Regarding: Genetic Engineering Technology and Certified Organic Livestock
Production and Processing Standards
This memorandum is a summary of facts and precedents pertaining to the use of
genetically modified organisms (GMOs) in organic food and fiber production.
1. In October, 1996, in Indianapolis, Indiana, the USDA National Organic
Standards Board ruled that the use of GMOs in organic production and
processing is prohibited. The GMO technological process and its products were
defined as " synthetic". The US Organic Foods Production Act calls for a
prohibition on synthetics unless they have been reviewed according to the
criteria in the Act. The petition to include GMOs was appropriately made and
recognized by the NOSB, who then rendered their unanimous decision to prohibit
.
2. Thereafter, state agencies in the US and private certification agencies in
the US and internationally moved to prohibit the use of GMOS if they had not
already done so.
3. The original list of proposed materials, substances and life forms that are
defined as genetically and or transgenetically modified has been expanded to
include a large number of such items that were formerlly considered "naturals"
according to the Act.
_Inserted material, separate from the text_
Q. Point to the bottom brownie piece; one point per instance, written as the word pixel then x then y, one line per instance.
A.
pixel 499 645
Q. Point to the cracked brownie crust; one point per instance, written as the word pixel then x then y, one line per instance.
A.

They now include, but are not limited to, GMO plant
species such as glyphos resistant soybeans, Bt corn and cotton, GMO livestock
including aquatics, livestock feeds that contain GMO ingredients, such as GMO
cotton seed meal, soybean meal, alfalfa hay, corn and their byproducts when
used as feed supplements and vitamins. They include microbial soil amendments
and enhancers, legume inoculants, sugars, GMO rennets for cheese production
and cultures used in yogurt and other dairy products. The organic standard now
provides that any material or derivation can not have been sourced from GMO
raw products, been altered by genetic engineering or have come in contact with
them during processing.
4. Authoritative health and environmental reseach has not been conducted
appropriately to determine the negative affects on the environment and human
and livestock health by GMO products even though they are planted on millions
of acres and are now found abundantly in conventional food and livestock
feeds. Within the past two years, growing scientific evidence indicates that,
at the very least, a field production moratorium be imposed and require point-
of-purchase labeling for consumers, included on the ingredient panel. Much
anecdotal field observation from farmers also indicates that the claimed
production benefits and negligible affects on the environment are not entirely
valid.
5. Among the many substantiated findings in the field and analytical
laboratories are the following: that unintended mortality from non-target
insect species has been observed in GMO potato production, that laboratory
animals that ingested GMO agricultural products were biologically injured,
that "genetic drift" has been identified in GMO rape seed and corn production,
that cotton production has been severely affected leading to litigation by
farmers in many US states against the manufacturer and supplier of the seed
for the cotton. That because of the use of Bacilus thuringiensis-modified
cotton and corn varieties, rapid Bt resistance to European cornborer and
cotton bollworm is now suspected, that glyphos-resistant weed species are now
identified in those growing areas of the US midwest where the glyphos-
resistant soybean crops have been planted for a number of years.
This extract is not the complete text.